In the 90s, she was in her 30s and just started to be able to communicate with other transgender people through the nascent internet, she recounted in a column for Al Día.

“I slowly started getting in contact with other trans people on the web, which was just getting started then and most of it was email lists and chat rooms,” she wrote. “At that point, I knew what I was, but I hadn’t figured out if this was something I could do.”

After a suicide attempt and reading the one book about being transgender that she could find at Barnes & Noble, she reached out to a transgender organization that connected her to a psychologist.

That changed her life: instead of living as society wanted her to be, she started living her truth. And the conflict in her life moved from the inside to the material transphobia of others.

Prospective employers, for example, “loved my resume, but when I actually showed up in their office, and they realized I was trans, things seem to change. It got to a point where I couldn’t even get a job in retail anymore, so I started writing and realizing the lack of representation and coverage in the transgender community.”

“The ‘T’ is not silent,” became her mantra as she spoke out against how the larger LGBTQ community’s organizations consistently turned their back on transgender people. She helped organize protests of HRC and lobby Congress. She worked with New Jersey AIDS and the Trans Lifeline.

“Sad news,” her brother Steve Juro wrote on Facebook on Sunday, “my sister Rebecca Juro passed away last night. She lived a tough, multi-faceted life that took her down a number of different paths.”

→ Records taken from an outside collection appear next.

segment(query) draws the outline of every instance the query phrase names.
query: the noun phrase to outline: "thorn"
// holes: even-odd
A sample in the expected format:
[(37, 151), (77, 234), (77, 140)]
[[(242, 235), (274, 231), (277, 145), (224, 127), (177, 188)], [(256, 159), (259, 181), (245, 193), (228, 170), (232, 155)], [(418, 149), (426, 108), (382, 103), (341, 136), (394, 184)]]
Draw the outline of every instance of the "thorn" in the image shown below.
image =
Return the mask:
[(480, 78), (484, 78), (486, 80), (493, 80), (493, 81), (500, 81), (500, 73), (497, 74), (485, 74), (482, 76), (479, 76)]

“She was a writer, a strong advocate for Trans issues, a companion for my mother, a punk rocker (Joan Jett groupie, see picture) and many other things,” he wrote. “We weren’t that close and we often saw things differently, but we were family and loved and accepted each other. She would always fight for what she believed. She was battling lung cancer, thought she was beating it, but then it took her. We will miss her and she will always be remembered.”